No obstante, parece difícil pensar que la estrategia del capital financiero y de las instituciones de Bruselas podrá ser llevada hasta el final: la espiral recesiva a la que la austeridad nos está conduciendo, junto con la acrecentada percepción de injusticia social derivada del proceso de socialización de las pérdidas de la banca, obligará a los gobiernos (tarde o temprano, por voluntad o por necesidad) a modificar su rumbo. Las resistencias políticas y sociales que dicha estrategia enfrentará difícilmente podrán ser ignoradas. Los bruscos giros hacia la austeridad emprendidos –en plena Gran Depresión– por el canciller alemán Heinrich Brüning en el verano de 1931, por el gobierno francés de Pierre Laval en 1935 o por Roosvelt en EEUU en 1937, evidencian las enormes limitaciones políticas y económicas de esas estrategias.

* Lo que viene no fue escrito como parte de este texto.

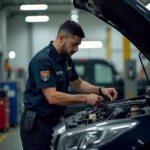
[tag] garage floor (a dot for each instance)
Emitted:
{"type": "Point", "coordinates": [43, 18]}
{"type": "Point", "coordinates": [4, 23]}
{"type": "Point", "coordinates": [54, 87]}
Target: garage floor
{"type": "Point", "coordinates": [10, 140]}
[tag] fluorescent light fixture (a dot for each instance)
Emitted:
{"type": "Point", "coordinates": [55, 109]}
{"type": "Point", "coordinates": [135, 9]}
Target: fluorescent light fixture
{"type": "Point", "coordinates": [91, 44]}
{"type": "Point", "coordinates": [12, 55]}
{"type": "Point", "coordinates": [36, 18]}
{"type": "Point", "coordinates": [34, 7]}
{"type": "Point", "coordinates": [148, 6]}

El periodo neoliberal nos deja sentados encima de una enorme montaña de deudas. La crisis en la que nos hayamos hoy inmersos es la crisis de las soluciones que se instrumentaron ante las dificultades experimentadas por las economías europeas durante los años setenta. Así, las dos principales palancas que articularon la superación de dichas dificultades –financiarización y contención salarial– han mostrado su insostenibilidad, dada la dinámica de sobreendeudamiento a la que han llevado. La batalla social abierta en este momento en Europa pivota precisamente en torno a qué grupos sociales deben pagar dichas deudas, cuándo y cómo.

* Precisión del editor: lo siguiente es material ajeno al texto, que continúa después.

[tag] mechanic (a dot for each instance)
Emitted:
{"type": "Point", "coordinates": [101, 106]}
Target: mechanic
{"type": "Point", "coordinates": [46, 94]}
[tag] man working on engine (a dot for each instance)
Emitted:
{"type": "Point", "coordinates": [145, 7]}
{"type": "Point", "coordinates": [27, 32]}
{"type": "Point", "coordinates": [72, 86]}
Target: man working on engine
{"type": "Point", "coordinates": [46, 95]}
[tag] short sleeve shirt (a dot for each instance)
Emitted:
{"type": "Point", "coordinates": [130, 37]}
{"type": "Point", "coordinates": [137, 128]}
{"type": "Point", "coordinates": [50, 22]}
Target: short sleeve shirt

Al ampliar el diafragma con el que observamos la dinámica económica a lo largo de todo un siglo comprobamos que lo excepcional en el capitalismo no es precisamente el periodo neoliberal, la desreglamentación económica y financiera generalizada, la dinámica de acumulación de capital ficticio o la sucesión de crisis económicas. Lo excepcional es precisamente la “represión financiera”, la consolidación de las conquistas sociales y la regulación pública en beneficio de la mayoría de la población. Sólo la enorme fuerza de los movimientos de masas pudo imponer dicha excepcionalidad al finalizar la II Guerra Mundial. De hecho, la única forma de garantizar derechos democráticos como la educación gratuita, la sanidad universal, las pensiones, el empleo digno o la protección social pasa hoy día porque movimientos de masas consigan poner de nuevo en entredicho la lógica de la rentabilidad privada (en particular, la del capital financiero).

¿Acaso es lógico que –con el objetivo de pagar la deuda que la banca ha transferido a los Estados– a los trabajadores se les recorten sus salarios, se cierren los quirófanos, se despidan profesores o aumente la regresividad fiscal? ¿Qué legitimidad tiene esa deuda “pública” que se incrementa continuamente, ayer por la desfiscalización de las rentas del capital y hoy por el avance de la socialización de las pérdidas bancarias? ¿Por qué debe ser pagada? Es lógico que la ciudadanía se haga estas preguntas. Precisamente también por ello sería lógico que se iniciase una auditoría de dicha deuda que sirviese precisamente para identificar su carácter ilegítimo.

El péndulo de la historia sitúa de nuevo a los pueblos europeos y al movimiento sindical frente a dilemas similares a los de la década de 1930. En sus manos está la reconstrucción de un movimiento de masas que, partiendo de la defensa de los derechos colectivos, avance hacia la impugnación de un sistema en el que dichos derechos son la excepción, no la norma.